Abstract

A series of 14 4-nitroanilide substrates and 17 thioester substrates have been used to measure kinetic constants with porcine pancreatic kallikrein. All of the substrates have a P1 arginine residue. The 4-nitroanilide substrates consist of seven P2-glycine and seven P2-phenylalanine tripeptides. As expected from previous results, the phenylalanine series substrates were generally 100-fold 'better' than those in the glycine series. The S3 subsite was found to 'prefer' lysine or phenylalanine, whereas glutamic acid in this position was distinctly unfavourable. The thioester substrates consisted of various thioester derivatives of arginine as well as 12 dipeptides. These substrates exhibited kcat./Km values generally 1000 times higher than the P2-phenylalanine 4-nitroanilides. With the thioesters, a P2 phenylalanine or tryptophan residue yielded the best substrates, but some of the simple derivatives of arginine were nearly as good. A comparison of the kinetic constants of the thioester substrates between the porcine enzyme and human plasma kallikrein provides further evidence that these enzymes have a similar preference for bulky P2 residues, but otherwise are quite different enzymes.

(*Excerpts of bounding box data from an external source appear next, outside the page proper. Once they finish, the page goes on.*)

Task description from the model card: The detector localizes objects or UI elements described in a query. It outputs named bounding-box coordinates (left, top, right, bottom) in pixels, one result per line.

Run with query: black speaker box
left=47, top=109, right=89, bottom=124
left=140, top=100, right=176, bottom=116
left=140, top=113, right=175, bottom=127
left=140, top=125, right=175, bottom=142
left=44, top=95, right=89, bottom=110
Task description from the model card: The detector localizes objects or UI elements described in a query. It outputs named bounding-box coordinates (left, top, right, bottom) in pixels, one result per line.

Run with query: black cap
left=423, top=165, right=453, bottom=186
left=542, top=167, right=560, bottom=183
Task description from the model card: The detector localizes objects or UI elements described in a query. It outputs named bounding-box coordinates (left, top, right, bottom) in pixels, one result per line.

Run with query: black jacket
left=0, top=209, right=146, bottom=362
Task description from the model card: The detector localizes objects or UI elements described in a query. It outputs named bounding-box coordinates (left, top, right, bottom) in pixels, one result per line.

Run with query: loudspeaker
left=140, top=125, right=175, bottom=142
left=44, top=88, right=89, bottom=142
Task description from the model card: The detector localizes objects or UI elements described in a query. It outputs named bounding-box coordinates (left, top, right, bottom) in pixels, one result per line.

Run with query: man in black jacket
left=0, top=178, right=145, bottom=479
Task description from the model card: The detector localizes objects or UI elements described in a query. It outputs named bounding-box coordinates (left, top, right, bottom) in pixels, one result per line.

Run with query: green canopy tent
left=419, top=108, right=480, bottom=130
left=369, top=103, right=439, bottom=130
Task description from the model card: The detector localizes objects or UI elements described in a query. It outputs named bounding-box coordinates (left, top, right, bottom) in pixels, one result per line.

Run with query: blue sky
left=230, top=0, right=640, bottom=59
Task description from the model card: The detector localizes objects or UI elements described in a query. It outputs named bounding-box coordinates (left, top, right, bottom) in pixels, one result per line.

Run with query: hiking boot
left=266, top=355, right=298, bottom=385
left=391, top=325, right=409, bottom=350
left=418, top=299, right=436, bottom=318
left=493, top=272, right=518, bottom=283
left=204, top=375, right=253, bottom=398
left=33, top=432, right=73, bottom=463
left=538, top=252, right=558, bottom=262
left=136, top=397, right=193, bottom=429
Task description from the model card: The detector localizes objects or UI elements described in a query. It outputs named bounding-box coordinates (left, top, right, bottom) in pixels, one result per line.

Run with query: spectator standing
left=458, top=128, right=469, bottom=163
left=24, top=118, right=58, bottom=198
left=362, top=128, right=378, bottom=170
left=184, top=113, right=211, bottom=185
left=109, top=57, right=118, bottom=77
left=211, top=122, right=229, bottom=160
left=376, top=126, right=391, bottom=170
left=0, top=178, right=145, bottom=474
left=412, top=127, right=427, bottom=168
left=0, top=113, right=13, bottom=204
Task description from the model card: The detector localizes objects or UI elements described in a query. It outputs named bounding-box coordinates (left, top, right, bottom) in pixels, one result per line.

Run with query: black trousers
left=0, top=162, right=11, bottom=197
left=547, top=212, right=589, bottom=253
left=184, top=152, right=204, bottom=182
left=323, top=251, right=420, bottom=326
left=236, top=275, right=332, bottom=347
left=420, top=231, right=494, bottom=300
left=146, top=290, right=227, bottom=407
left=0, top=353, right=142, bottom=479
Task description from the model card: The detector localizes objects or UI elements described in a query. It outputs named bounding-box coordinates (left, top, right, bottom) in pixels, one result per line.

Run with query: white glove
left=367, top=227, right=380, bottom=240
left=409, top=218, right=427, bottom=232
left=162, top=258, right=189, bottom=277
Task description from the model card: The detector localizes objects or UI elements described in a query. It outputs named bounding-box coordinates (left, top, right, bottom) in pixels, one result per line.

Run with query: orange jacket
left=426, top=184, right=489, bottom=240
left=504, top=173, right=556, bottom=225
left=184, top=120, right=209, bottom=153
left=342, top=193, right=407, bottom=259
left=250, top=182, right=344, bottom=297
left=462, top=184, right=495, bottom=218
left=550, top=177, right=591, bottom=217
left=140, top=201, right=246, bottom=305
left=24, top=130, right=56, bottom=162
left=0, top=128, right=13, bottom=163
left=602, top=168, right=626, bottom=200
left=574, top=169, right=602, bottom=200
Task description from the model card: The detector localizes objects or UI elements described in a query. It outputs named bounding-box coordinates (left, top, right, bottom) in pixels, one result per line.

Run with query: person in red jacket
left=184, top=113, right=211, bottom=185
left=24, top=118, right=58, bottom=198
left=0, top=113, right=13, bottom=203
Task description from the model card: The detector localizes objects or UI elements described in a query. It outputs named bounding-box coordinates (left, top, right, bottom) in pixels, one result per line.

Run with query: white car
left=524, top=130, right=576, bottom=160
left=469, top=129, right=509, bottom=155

The thioester substrates are nearly as reactive as oxygen ester substrates such as acetylphenylalanylarginine methyl ester for the porcine enzyme [Levison & Tomalin (1982) Biochem. J. 203, 299-302; Fiedler (1983) Adv. Exp. Med. Biol. 156A, 263-274], and owing to the greater ease in assaying with the thioesters, they should find use in routine assays for the glandular kallikreins.